An effective conversion from film to digital images requires more than a camera. A comprehensive digital imaging system is invaluable when storing, managing, and retrieving digital images.
From what is likely the first crime scene photo, a grainy image of Jack the Ripper victim Mary Jane Kelly, to the photos of the ax at the Borden household in Fall River, to the bloody front walk of Nicole Simpson, crime scene and evidence images have had great dramatic effect. The method for capturing them, from the early bulky box cameras, to today’s sleek digital cameras, has changed greatly. In all of photography there has been a gradual change from film to electronic image sensors.
Digital technology has revolutionized photography but the transition to digital is not without its trepidations. This transition is a significant concern for law enforcement.
In fact, the decisions for law enforcement today are not so much about the transition from film, as that has already happened in many agencies, but upon the extent of digital emersion.

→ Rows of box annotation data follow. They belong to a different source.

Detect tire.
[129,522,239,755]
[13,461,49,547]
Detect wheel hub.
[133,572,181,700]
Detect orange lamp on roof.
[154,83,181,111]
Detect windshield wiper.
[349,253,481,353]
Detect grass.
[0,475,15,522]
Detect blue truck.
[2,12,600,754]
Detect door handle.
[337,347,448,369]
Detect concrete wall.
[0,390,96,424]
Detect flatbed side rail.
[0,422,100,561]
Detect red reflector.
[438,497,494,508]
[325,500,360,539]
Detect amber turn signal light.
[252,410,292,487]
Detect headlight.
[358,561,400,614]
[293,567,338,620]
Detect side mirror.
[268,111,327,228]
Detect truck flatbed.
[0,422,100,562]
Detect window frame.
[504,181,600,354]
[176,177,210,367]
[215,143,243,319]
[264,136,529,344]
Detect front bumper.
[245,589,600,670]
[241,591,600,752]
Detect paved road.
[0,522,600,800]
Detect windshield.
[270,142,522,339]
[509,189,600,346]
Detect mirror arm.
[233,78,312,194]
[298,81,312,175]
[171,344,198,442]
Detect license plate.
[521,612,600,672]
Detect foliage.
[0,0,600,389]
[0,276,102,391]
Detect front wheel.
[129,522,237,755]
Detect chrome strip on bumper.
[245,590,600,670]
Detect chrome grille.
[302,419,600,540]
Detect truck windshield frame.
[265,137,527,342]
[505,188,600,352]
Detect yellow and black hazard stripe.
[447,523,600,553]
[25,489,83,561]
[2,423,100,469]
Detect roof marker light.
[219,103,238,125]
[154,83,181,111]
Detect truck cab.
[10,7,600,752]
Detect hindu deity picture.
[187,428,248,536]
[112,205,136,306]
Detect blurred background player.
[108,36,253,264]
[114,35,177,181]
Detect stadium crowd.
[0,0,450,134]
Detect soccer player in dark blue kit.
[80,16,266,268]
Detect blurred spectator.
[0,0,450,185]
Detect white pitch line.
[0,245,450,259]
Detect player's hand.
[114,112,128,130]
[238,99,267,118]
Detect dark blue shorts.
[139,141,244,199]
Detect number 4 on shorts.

The decision-making process is now more important than ever. Thinking ahead is crucial. It is imperative to make the correct decisions early to avoid pitfalls later on.
The transition to digital, no matter where in the process an agency currently finds itself, can be fraught with problems. As in any police operation things that might go smoothly on a small operation could spell disaster in a large one with many components. A successful police operation needs proper preparation, planning, organization, and coordination. A successful switch to digital photography requires the same elements.
Obtaining only one portion of a complete system may result in disaster or at the least, a huge misdirection of funds and resources.